The Kindle Fire is an Android 2.3 device, but the interface is all Amazon. It is, naturally, dominated by a virtual bookshelf. This is not a new screen metaphor. I first encountered it on the iPad’s iBook bookshelf. To be honest, it’s a cute concept on the Fire, but with a somewhat clumsy execution. Whatever you looked at recently — books, a movie, apps, web pages, etc. — all sits on the top shelf. As a result, it’s a hodgepodge of icons. Some are movie boxes or posters, which look good. Book covers look great as well; giant icons for email, Facebook, Angry Birds, the Wired Magazine app — look ridiculous. The shelves use a carousel to let you swipe through your content. This is effective once you get used to the Fire’s tendency to let the moving icons run away with themselves — I constantly missed the item I wanted to access.

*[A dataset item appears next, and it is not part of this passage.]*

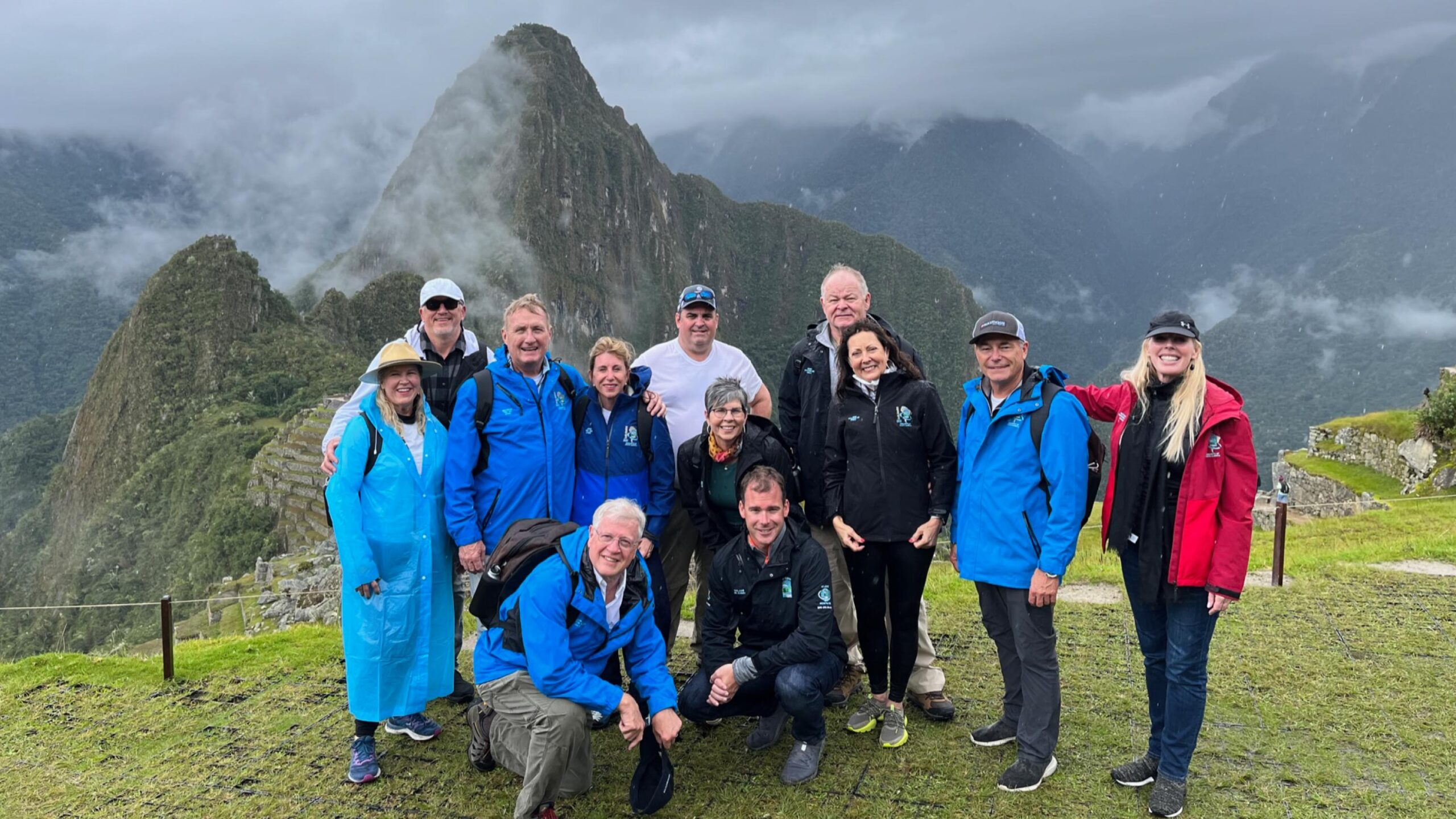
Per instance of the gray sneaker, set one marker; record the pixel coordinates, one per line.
(893, 732)
(867, 716)
(769, 730)
(803, 763)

As a device not much larger than my original Kindle (though almost 5 ounces heavier), reading on the device is a joy. The pages look great, and accessing any of Kindle reader’s smarter features such as highlighting and definitions is easy. While I love my Kindle ereader, it’s definitely much easier to simply touch what I want to access — I do not miss the physical joystick from my e-ink reader. I’m what you might call a Kindle serial reader: I often go from my Kindle ereader, to my phone, to my iPad, and now to the Fire with the same book. As long as I allow these devices to sync, wherever I leave off on one device is where I pick up on another. Of course, this will only work on the Kindle Fire as long as you have access to a Wi-Fi connection—there is no 3G (same for the Nook Tablet).
Whenever I wanted to get back to the home screen I simply tapped the screen once to access the home button in the lower left corner. The Kindle Fire’s one physical button is only used to put the device to sleep, turn it off completely and turn it on. Its placement is a bit odd: The button sits on one narrow side, and more than once I accidentally rested the device on a table or my lap and it went to sleep. Because there’s an accelerometer in the Fire, I can turn the device completely over so the button is on the top, but then the speakers rest on my lap. In general, the button sticks out too much and is too easy to depress.
Conclusively to fully appreciate the Amazon Kindle Fire, you have to step back and look at all you’re getting for $199 (the base 16GB iPad is $499, the Nook Tablet $249). This is a highly polished device and collection of services. It bakes in books, music, movies, apps/games, magazines, multi-tasking, universal search, easy access to anything you have in Amazon’s cloud, and a sense that this device and Amazon know you. It is the closest tablet I’ve seen yet to an Apple iPad: a consistent, well-thought out marriage of hardware and services that offer an almost frictionless environment for app purchase and content consumption. This is why the iPad has been so successful and why I think the Kindle Fire, despite its imperfections, is a winner, too.